A diffident man has to get lost in order to find himself in Chu’s whimsical novel.
Unremarkable Georgie quits his job as an account manager at Oats Technologies seconds after he gets fired. He plans to use his meager savings to travel the world for a year. But Georgie’s trip gets derailed before it even starts when he meets Mindy, a female monk, who robs him after lulling him into a meditative state (“Mindy was not there and neither were his bags”). He gives chase but eventually passes out, waking up at a guesthouse run by a man named Filip in the run-down Panhandle section of town. Early during his stay, Georgie posts a photo of his meal of boat noodles on his Instagram. He discovers from comments on the post that people think he’s in Thailand, so Georgie decides to continue making such deceptive posts until his replacement passport arrives and he can begin his journey for real.
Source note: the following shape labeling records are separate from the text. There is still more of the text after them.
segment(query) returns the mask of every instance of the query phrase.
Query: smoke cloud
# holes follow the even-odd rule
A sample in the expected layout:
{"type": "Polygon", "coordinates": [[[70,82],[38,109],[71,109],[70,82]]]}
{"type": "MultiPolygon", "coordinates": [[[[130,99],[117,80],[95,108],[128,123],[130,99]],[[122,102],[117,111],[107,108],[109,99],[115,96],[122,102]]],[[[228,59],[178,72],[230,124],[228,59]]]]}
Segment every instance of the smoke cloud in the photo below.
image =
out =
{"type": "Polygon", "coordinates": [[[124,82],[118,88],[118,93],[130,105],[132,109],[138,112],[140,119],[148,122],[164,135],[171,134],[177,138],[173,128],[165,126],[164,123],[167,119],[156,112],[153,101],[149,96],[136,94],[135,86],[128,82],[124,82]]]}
He soon takes on a partner in his virtual travelogue: Ant, a multimedia artist from Berlin. They develop more elaborate postings as Georgie pretends to travel through Asia, then Europe—things start to fall apart when Sad Vagabond magazine requests an interview. In Georgie, Chu has created a pitiable Everyman who is woefully unprepared for his voyage, actual or virtual, making him difficult to root for. Still, he does accidentally manage to invent an ingenious alternative form of travel, and he displays real ingenuity in keeping up the hoax for as long as he does. Travel is partly about building communities, and Georgie certainly does that with Ant, Filip, and the other temporary denizens of the guesthouse. Georgie deserves the comeuppance he receives after feeling superior for fooling so many followers, and at the satisfying conclusion, a more mature Georgie stands ready to face his future. His pilgrimage of self-discovery pays off handsomely—for himself and the reader.
A would-be traveler entertainingly fools others—and himself most of all—in this thoughtful novel.